Question about spark to query nested data-CodePudding

Anyone is familiar with spark sql to query the nested data? Is explode() function the correct way? What should the code look like?

I want to query myData-> productData (array)->data (string)

My wrong code here, I am not sure the select part. Anyone can help? Thanks a lot!

data = spark.read.parquet("s3:path").filter("Btype == 'a' and marketplaceId = 1").select(explode("myData.productData") as data)) ??

data is here:

 |-- myData: struct (nullable = true)
 |    |-- headline: string (nullable = true)
 |    |-- page1: string (nullable = true)
 |    |-- pageValue: string (nullable = true)
 |    |-- xxId: long (nullable = true)
 |    |-- productData: array (nullable = true)
 |    |    |-- element: struct (containsNull = true)
 |    |    |    |-- roomId: integer (nullable = true)
 |    |    |    |-- data: string (nullable = true)
                |-- itemname: string (nullable = true)

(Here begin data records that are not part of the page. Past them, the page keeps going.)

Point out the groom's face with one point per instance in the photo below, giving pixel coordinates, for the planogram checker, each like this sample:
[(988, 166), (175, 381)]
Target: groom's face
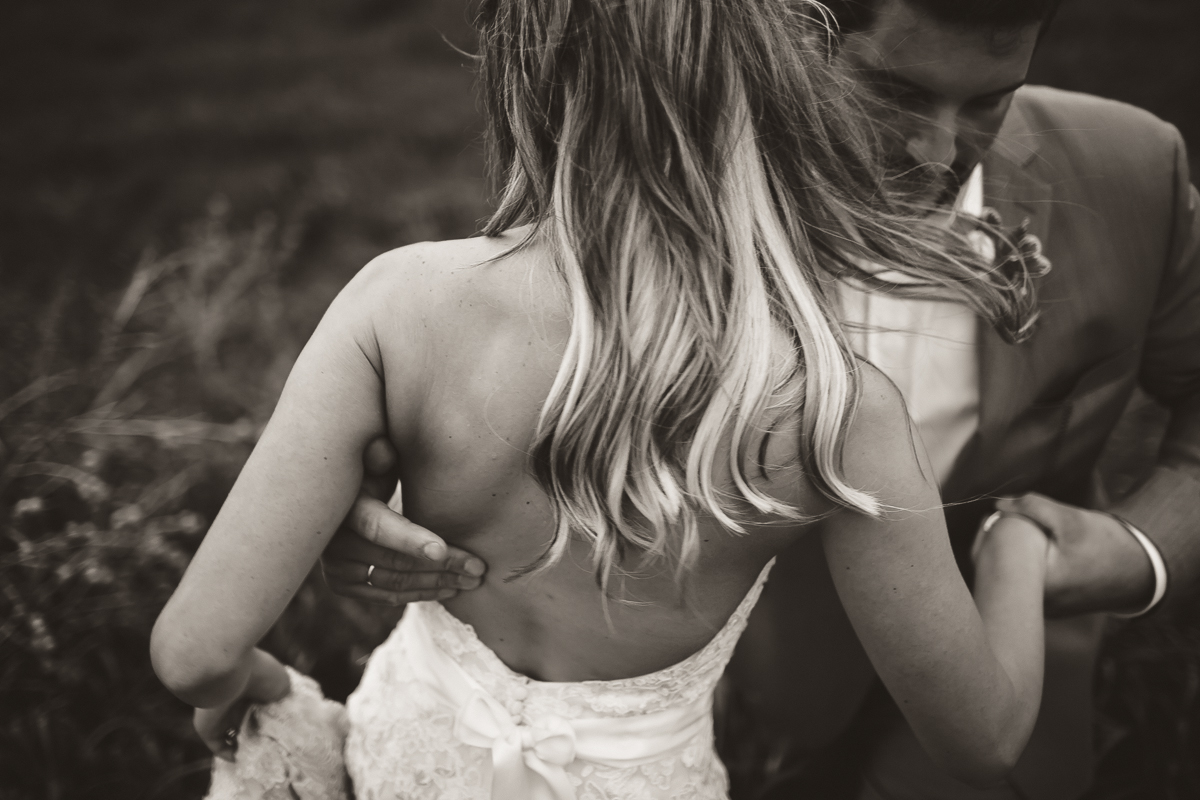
[(948, 86)]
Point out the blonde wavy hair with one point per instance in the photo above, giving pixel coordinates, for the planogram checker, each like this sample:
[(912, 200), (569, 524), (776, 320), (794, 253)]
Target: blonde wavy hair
[(706, 176)]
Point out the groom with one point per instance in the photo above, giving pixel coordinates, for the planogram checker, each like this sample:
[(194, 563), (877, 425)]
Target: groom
[(1104, 188)]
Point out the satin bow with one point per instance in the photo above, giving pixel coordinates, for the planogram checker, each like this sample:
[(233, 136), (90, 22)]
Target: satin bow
[(529, 761), (521, 753)]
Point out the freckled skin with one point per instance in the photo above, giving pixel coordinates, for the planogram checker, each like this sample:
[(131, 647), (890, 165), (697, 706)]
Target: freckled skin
[(497, 352)]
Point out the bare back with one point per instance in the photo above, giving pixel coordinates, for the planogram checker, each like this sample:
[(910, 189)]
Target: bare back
[(467, 366)]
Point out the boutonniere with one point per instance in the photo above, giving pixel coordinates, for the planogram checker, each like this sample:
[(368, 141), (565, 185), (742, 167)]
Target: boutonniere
[(1019, 260)]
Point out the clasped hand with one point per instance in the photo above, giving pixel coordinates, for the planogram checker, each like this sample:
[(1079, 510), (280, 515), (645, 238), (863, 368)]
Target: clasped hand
[(1093, 564)]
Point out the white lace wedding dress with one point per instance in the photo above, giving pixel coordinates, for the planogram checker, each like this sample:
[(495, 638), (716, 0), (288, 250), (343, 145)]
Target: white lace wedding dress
[(439, 716)]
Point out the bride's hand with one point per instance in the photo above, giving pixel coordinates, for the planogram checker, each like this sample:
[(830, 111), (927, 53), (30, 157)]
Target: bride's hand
[(381, 557), (219, 726)]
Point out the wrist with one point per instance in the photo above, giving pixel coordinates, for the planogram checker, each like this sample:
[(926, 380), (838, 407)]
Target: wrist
[(1145, 588)]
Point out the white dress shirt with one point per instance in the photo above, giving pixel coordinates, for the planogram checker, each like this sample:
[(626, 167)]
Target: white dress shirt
[(928, 348)]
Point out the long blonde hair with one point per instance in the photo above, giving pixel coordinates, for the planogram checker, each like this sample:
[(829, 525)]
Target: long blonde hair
[(706, 178)]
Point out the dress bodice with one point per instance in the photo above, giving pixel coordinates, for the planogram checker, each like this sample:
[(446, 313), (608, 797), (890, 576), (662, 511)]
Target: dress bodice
[(439, 715)]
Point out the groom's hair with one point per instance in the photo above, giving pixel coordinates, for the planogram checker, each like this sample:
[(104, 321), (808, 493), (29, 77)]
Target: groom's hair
[(858, 14)]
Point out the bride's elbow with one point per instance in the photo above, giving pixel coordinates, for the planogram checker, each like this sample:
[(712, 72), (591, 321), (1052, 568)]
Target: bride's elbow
[(185, 667), (987, 761)]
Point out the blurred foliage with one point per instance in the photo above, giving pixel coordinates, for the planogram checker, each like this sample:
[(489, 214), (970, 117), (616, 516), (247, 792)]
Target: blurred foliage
[(135, 378), (106, 498)]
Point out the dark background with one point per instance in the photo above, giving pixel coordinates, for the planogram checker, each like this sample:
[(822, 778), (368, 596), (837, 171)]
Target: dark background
[(184, 186)]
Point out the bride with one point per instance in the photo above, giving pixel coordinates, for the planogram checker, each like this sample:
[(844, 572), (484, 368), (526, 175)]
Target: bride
[(627, 396)]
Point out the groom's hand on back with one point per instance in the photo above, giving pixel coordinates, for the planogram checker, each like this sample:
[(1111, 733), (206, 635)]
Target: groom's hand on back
[(409, 561)]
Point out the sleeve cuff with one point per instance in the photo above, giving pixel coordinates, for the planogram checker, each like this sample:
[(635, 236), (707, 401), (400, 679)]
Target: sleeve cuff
[(1157, 564)]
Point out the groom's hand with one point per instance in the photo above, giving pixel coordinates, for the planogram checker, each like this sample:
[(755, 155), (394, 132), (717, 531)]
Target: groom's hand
[(409, 563), (1095, 564)]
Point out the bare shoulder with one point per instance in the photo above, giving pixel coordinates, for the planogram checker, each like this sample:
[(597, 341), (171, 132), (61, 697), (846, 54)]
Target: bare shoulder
[(883, 451), (418, 274)]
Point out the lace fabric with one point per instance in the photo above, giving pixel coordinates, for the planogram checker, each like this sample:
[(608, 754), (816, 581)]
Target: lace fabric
[(408, 741), (289, 750)]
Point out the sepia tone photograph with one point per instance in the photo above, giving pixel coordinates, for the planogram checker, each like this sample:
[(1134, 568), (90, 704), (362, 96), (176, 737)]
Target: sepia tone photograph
[(577, 400)]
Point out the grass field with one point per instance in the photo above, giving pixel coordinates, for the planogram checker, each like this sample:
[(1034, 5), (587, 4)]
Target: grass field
[(183, 188)]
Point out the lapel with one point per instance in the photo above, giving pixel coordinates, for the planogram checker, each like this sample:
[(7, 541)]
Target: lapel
[(1014, 190)]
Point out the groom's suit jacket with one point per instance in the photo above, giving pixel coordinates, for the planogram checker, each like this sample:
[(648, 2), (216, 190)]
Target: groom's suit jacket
[(1105, 188)]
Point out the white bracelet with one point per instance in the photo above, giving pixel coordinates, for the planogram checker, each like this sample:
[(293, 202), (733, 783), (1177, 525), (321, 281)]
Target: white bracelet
[(1156, 563)]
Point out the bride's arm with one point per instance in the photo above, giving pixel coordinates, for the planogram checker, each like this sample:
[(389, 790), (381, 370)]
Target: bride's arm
[(288, 500), (966, 673)]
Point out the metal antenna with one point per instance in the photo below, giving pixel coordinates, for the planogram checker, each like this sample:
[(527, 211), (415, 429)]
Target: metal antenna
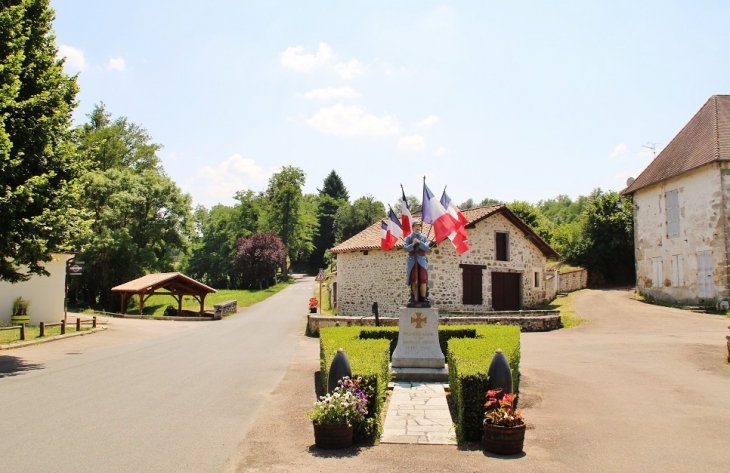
[(651, 146)]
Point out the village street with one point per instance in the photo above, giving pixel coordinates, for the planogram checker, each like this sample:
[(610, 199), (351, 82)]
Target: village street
[(146, 395)]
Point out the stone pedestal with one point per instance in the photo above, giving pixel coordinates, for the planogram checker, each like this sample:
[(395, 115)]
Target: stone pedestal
[(418, 340)]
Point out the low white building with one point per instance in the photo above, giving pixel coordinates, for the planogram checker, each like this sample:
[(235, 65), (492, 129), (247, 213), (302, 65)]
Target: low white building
[(504, 270), (682, 212), (45, 293)]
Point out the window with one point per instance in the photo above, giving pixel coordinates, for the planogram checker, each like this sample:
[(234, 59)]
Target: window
[(656, 272), (677, 271), (501, 245), (472, 283), (672, 198)]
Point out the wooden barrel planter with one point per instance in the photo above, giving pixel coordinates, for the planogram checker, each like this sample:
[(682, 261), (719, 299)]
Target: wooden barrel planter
[(332, 436), (504, 440)]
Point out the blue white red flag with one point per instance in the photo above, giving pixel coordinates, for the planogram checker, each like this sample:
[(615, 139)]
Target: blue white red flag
[(405, 215), (460, 239), (435, 214)]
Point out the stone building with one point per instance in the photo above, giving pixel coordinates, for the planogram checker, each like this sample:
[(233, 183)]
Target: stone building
[(682, 212), (504, 270)]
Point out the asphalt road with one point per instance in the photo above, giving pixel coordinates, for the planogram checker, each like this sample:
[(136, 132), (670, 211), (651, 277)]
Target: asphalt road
[(175, 402), (639, 388)]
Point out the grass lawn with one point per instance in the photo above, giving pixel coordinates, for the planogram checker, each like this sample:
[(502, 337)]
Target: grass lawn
[(564, 304), (33, 331), (156, 305)]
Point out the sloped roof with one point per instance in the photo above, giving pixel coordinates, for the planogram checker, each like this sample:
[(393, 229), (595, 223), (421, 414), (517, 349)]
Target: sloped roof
[(706, 138), (173, 282), (369, 239)]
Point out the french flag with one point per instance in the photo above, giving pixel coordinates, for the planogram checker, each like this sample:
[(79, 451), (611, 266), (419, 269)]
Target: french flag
[(405, 215), (394, 225), (387, 241), (460, 239), (435, 214)]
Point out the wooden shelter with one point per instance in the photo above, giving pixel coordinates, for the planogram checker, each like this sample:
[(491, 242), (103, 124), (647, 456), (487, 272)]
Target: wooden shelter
[(176, 285)]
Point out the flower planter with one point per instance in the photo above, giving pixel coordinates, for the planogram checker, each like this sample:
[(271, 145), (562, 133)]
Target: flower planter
[(332, 436), (504, 440)]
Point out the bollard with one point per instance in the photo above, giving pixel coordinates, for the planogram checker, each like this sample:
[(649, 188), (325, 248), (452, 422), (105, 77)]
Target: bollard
[(339, 368), (499, 374)]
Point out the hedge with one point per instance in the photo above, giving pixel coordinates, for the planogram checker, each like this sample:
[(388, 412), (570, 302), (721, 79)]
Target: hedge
[(469, 350)]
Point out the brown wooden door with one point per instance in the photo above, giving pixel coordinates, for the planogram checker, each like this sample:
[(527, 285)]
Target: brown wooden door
[(505, 291), (472, 282)]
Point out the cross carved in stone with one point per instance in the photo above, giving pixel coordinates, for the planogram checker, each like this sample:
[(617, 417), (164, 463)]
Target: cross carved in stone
[(419, 320)]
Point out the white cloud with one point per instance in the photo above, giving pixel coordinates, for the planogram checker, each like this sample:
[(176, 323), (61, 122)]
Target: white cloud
[(74, 57), (116, 64), (221, 182), (442, 151), (412, 143), (428, 121), (294, 58), (349, 70), (350, 120), (619, 151), (331, 93)]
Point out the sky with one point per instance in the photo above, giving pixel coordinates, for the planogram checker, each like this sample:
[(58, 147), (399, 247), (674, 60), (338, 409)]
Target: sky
[(505, 100)]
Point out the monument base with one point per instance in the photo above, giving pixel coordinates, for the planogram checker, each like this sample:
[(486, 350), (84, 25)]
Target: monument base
[(418, 340)]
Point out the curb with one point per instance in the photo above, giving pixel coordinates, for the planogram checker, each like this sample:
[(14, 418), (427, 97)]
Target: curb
[(50, 339)]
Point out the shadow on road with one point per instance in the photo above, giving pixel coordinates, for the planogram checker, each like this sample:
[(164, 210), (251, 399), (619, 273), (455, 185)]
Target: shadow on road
[(13, 366)]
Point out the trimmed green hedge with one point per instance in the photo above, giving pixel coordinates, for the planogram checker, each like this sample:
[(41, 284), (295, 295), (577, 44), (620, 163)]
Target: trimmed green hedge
[(469, 350)]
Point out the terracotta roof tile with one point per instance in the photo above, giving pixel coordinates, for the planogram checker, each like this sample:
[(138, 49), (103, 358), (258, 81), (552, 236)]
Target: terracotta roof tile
[(706, 138), (369, 239)]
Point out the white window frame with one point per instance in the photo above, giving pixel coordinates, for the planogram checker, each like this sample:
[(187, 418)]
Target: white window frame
[(672, 211)]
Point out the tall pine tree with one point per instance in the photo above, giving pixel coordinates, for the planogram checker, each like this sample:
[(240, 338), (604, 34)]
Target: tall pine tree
[(38, 168)]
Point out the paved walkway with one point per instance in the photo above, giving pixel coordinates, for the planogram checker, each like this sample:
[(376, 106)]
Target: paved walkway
[(418, 413)]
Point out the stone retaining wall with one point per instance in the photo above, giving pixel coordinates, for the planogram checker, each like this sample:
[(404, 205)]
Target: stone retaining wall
[(529, 321)]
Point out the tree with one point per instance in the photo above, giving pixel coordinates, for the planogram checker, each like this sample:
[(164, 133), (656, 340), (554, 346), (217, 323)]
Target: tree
[(38, 167), (288, 214), (352, 219), (257, 258), (141, 219), (331, 197)]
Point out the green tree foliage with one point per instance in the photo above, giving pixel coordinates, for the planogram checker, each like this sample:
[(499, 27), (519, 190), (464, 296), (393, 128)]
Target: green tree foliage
[(257, 258), (352, 219), (606, 246), (141, 218), (38, 166), (332, 195), (289, 214)]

CodePudding user response：

To query the data field in the nested productData array using Spark SQL, you can use the explode function. The explode function takes in a column that contains an array, and outputs a new row for each element in the array.

Here is an example of how you can use the explode function in your query:

# Read the data from the parquet file and filter the rows
df = spark.read.parquet("s3:path").filter("Btype == 'a' and marketplaceId = 1")

# Use the explode function to flatten the productData array
df = df.select(explode("myData.productData").alias("productData"))

# Select the data field from the exploded productData array
df = df.select($"productData.data")

The resulting DataFrame will contain a single column named data, which contains the values of the data field from the productData array.